Der grässlich juckende Ausschlag von der leidenschaftlichen Nacht unter dem Weihnachtsbaum ist beinahe verschwunden, und damit auch hoffentlich alles, was mich je wieder an Marcus erinnern wird. Energisch unterdrücke ich das Bedürfnis, mich zu kratzen. Ich hatte keine Ahnung, dass ich allergisch gegen Tannennadeln bin – oder ist das vielleicht eher eine Reaktion auf Marcus?
«Und von Mr. Sexy hast du also immer noch nichts gehört?», fragt Autumn.
«Nein.» Wie kann ich ihnen erzählen, dass er mich in den letzten Tagen mehrmals angerufen hat, ich aber mein Telefon standhaft ignoriere und meinen Computer nicht anschalte? Nie wieder will ich das verdammte Ding auch nur anrühren.
«Und warum war Clive in der Suppenküche?», fragt Nadia.
Ich senke die Stimme. «Er und Tristan haben ebenfalls Beziehungsprobleme. Was genau es ist, weiß ich nicht.» Das klingt souveräner als: Sosehr ich Clive auch gelöchert habe, er wollte nicht mit der schmutzigen Wäsche herausrücken.
«Schwule haben aufgrund ihrer sexuellen Unersättlichkeit oft Probleme mit Langzeitbeziehungen», meldet Autumn sich zu Wort, als wäre sie Expertin im Bereich der homosexuellen Beziehungsdynamik.
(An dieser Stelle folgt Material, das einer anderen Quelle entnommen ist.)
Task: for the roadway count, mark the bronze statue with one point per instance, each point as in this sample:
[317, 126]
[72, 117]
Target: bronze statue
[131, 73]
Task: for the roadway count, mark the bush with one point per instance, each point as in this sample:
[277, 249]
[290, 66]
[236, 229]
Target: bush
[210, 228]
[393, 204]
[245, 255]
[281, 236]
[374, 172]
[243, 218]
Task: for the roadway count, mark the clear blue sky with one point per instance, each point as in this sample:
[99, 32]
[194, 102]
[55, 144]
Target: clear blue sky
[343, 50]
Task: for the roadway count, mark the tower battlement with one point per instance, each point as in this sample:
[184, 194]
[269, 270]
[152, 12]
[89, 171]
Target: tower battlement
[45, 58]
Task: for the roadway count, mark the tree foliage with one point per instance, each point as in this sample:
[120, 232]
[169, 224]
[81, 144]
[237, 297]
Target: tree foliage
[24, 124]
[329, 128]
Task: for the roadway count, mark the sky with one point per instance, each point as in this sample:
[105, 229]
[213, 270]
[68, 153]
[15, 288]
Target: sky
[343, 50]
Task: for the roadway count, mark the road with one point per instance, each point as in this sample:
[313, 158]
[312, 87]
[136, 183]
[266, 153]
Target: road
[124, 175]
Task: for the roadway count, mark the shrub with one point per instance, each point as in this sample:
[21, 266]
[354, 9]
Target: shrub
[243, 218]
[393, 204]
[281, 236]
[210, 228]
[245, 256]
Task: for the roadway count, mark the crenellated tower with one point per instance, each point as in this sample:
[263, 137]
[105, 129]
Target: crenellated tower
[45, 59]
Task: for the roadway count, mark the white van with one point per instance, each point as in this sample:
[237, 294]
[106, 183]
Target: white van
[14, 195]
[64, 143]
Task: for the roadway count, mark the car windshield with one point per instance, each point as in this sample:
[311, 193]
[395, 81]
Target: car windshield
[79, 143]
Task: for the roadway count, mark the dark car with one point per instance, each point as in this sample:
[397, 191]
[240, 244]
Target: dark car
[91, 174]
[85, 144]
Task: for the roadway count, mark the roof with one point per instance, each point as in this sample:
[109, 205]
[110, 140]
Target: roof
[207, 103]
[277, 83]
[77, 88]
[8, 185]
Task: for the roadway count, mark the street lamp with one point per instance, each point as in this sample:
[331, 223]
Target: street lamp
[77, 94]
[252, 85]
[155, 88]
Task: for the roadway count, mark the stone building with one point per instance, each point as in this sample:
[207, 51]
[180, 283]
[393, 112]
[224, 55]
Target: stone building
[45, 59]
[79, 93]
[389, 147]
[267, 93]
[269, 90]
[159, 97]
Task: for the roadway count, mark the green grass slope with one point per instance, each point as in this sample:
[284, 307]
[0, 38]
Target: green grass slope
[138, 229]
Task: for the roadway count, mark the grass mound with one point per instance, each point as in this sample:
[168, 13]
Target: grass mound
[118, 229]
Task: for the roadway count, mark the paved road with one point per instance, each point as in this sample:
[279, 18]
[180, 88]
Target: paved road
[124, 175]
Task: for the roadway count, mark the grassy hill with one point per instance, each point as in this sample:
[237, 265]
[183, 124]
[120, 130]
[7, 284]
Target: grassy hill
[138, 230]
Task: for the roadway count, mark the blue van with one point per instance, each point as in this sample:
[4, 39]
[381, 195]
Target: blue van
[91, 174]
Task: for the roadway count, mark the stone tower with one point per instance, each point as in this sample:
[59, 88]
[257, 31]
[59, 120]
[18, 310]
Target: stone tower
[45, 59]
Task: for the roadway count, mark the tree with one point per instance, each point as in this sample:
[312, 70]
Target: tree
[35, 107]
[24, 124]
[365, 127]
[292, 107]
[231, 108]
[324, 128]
«Jesus», jammert Chantal. «Warum bin ich nicht als Schwuler zur Welt gekommen. Ich hatte so lange keinen Sex, dass ich bald nicht mehr in meine Hosen passe.» Sie zupft an ihrem Hosenbund, und auch wenn das ein Scherz war, sieht es so aus, als hätte Chantal um ihre unglaublich schmale Taille herum tatsächlich ein kleines bisschen zugenommen. Wenigstens bin ich nicht die Einzige, die sich über die Feiertage hat gehen lassen. Deprimiert will ich nach einem weiteren Brownie greifen, beschließe dann aber, etwas für meine Figur zu tun, und nehme stattdessen Mango mit Schokolade. Mango ist so gut wie kalorienfrei, oder? Außerdem denke ich jetzt nur noch furchtbar schlanke Gedanken, jawohl.
«Ich glaube, das liegt an den tollen orientalischen Gerichten, mit denen Nadia mich immer bekocht», fährt Chantal fort. «Und wegen Lewis muss der Kühlschrank schließlichimmer bis oben hin mit Schokolade gefüllt sein. Na ja,
auch
wegen Lewis.»
«Wir sollten das neue Jahr mit dem Vorsatz beginnen, von nun an gesünder zu leben und besser auf uns Acht zu geben», sage ich frömmlerisch. «Ich habe keine Beziehung. Kein Geld. Und keinen Platz in meinen Klamotten. Dieses Jahr kann eigentlich nur noch besser werden.»